I wish the evangelical church felt the same way that Cone felt. Though I find Cone’s answers unbiblical and untenable, he at least raised and grappled with legitimate questions of justice from the vantage point of the oppressed. And until evangelicalism finds the courage and the love to enter those questions with empathy for that vantage point on a quest for better answers than Cone’s, then evangelicalism as we know it is dead.

Buzzfeed compares how Facebook rules the ALS challenge and twitter has dominated the news on Ferguson:

If you spend any significant amount of time on Twitter and Facebook, you’ve probably come to the same conclusion that many are reaching over the past week: Twitter has been dominated by relentless, riveting, in-depth, second-by-second coverage of the Ferguson protests and police clash, documenting the year’s most important domestic news story, while Facebook has largely been dominated by life events, viral news, and buckets full of ice water.

How one family coped when police gunned down their unarmed son (Source: Politico):

I have known the name of the policeman who killed my son, Michael, for ten years. And he is still working on the force in Kenosha.

Yes, there is good reason to think that many of these unjustifiable homicides by police across the country are racially motivated.

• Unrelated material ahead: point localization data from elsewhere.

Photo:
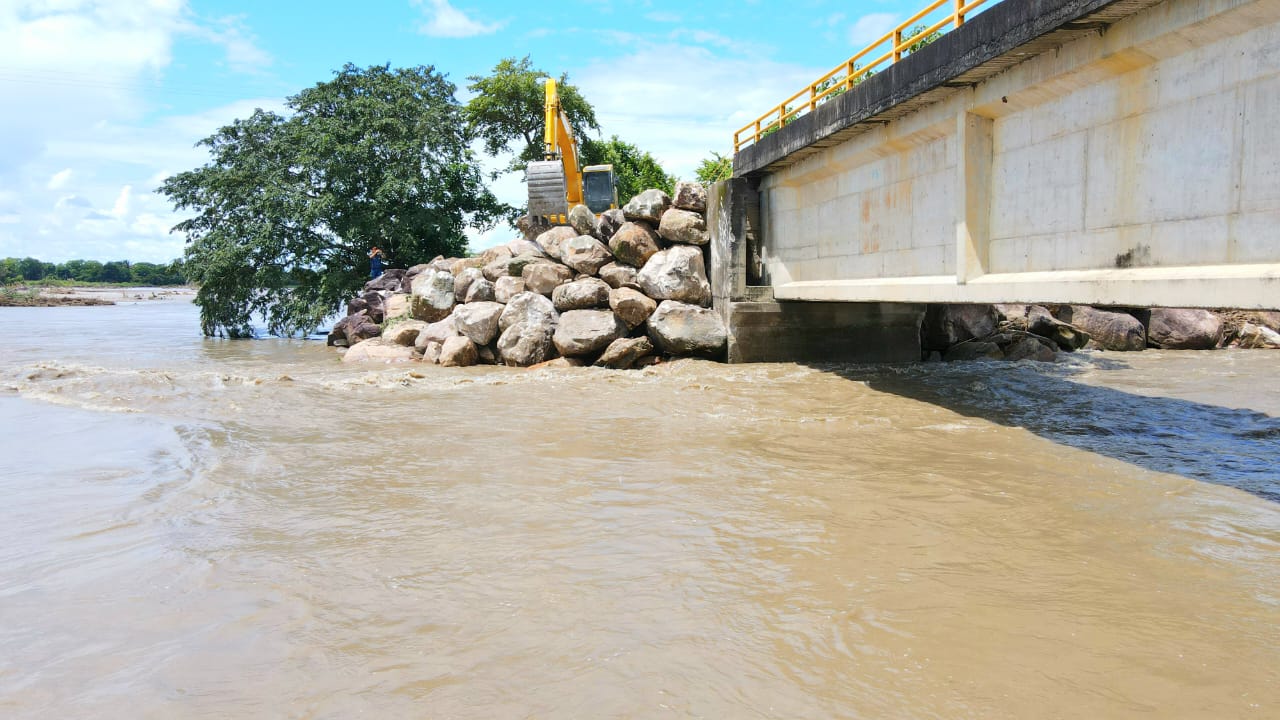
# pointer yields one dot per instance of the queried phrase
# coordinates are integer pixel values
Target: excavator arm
(556, 181)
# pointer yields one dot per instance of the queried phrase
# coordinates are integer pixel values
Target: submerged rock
(680, 328)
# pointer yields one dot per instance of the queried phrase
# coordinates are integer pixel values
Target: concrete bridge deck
(1074, 151)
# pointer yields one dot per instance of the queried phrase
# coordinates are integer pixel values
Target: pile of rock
(1037, 332)
(618, 291)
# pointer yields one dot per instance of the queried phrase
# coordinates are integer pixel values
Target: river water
(202, 528)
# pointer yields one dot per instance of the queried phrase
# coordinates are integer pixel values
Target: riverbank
(37, 296)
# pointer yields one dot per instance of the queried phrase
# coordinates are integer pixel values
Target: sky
(100, 100)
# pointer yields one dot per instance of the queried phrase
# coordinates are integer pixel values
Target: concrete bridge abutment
(1119, 153)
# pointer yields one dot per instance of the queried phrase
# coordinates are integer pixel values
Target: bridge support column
(762, 329)
(974, 136)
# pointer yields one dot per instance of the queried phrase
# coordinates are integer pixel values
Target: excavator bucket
(547, 190)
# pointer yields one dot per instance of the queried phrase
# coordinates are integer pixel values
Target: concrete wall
(1138, 165)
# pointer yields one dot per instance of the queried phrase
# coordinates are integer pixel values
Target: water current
(204, 528)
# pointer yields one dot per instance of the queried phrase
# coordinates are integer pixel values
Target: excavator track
(547, 188)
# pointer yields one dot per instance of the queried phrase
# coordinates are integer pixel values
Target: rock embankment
(1038, 332)
(618, 291)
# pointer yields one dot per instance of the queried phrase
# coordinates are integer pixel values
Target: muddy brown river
(200, 528)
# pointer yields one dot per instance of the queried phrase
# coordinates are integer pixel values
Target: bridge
(1120, 153)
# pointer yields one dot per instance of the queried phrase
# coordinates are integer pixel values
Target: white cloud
(446, 21)
(59, 180)
(78, 164)
(677, 115)
(869, 28)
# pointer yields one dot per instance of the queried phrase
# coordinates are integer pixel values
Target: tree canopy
(714, 168)
(635, 169)
(507, 110)
(288, 206)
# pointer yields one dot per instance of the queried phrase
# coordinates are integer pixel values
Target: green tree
(634, 169)
(714, 168)
(31, 269)
(288, 206)
(917, 33)
(115, 272)
(507, 110)
(9, 270)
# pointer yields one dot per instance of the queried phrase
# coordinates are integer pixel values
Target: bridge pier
(1114, 153)
(763, 329)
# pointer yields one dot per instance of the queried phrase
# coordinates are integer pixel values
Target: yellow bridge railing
(899, 41)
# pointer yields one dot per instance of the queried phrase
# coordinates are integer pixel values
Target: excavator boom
(556, 181)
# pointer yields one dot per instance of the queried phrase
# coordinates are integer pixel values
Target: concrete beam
(999, 37)
(1205, 286)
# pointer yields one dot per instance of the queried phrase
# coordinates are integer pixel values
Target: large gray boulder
(521, 246)
(649, 205)
(690, 196)
(405, 332)
(439, 331)
(378, 350)
(531, 227)
(480, 291)
(522, 345)
(684, 226)
(950, 324)
(1109, 329)
(442, 263)
(355, 329)
(474, 263)
(494, 255)
(634, 244)
(1269, 319)
(1041, 323)
(583, 332)
(1032, 347)
(608, 223)
(624, 352)
(973, 350)
(676, 273)
(479, 320)
(530, 309)
(433, 296)
(585, 254)
(396, 305)
(516, 265)
(496, 269)
(507, 287)
(631, 305)
(545, 277)
(581, 219)
(680, 328)
(430, 351)
(1252, 336)
(620, 276)
(1184, 328)
(389, 281)
(371, 302)
(552, 240)
(458, 352)
(581, 295)
(462, 282)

But there is a lot more than that going on here. Our country is simply not paying enough attention to the terrible lack of accountability of police departments and the way it affects all of us—regardless of race or ethnicity. Because if a blond-haired, blue-eyed boy — that was my son, Michael — can be shot in the head under a street light with his hands cuffed behind his back, in front of five eyewitnesses (including his mother and sister), and his father was a retired Air Force lieutenant colonel who flew in three wars for his country — that’s me — and I still couldn’t get anything done about it, then Joe the plumber and Javier the roofer aren’t going to be able to do anything about it either.

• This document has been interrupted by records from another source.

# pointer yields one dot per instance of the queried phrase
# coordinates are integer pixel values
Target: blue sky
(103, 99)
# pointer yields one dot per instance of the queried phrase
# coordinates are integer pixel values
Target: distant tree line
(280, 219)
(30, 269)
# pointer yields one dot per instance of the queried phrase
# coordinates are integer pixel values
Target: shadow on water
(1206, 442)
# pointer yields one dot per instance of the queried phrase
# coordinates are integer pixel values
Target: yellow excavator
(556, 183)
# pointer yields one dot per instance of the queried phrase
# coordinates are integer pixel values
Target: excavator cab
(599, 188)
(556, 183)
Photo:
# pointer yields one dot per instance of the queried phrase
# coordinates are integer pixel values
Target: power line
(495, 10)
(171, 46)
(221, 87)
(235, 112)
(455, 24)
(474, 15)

A breakdown on the podcasting settlement reached with Adam Carolla:

Big news from Texas: Adam Carolla has settled with the podcasting patent troll Personal Audio. Although the settlement is confidential, we can guess the terms. This is because Personal Audio sent out a press release last month saying it was willing to walk away from its suit with Carolla. So we can assume that Carolla did not pay Personal Audio a penny. We can also assume that, in exchange, Carolla has given up the opportunity to challenge the patent and the chance to get his attorney’s fees.

The Verge complies a listenable history of Kanye West samples:

Kanye West’s songs have always been huge, elaborate affairs that either build off of an existing song or pick out the best parts of several others to create one coherent and cooler whole. And while West may be known for his early work with soul, his choice of samples has now made it all the way to Elton John and Bon Iver.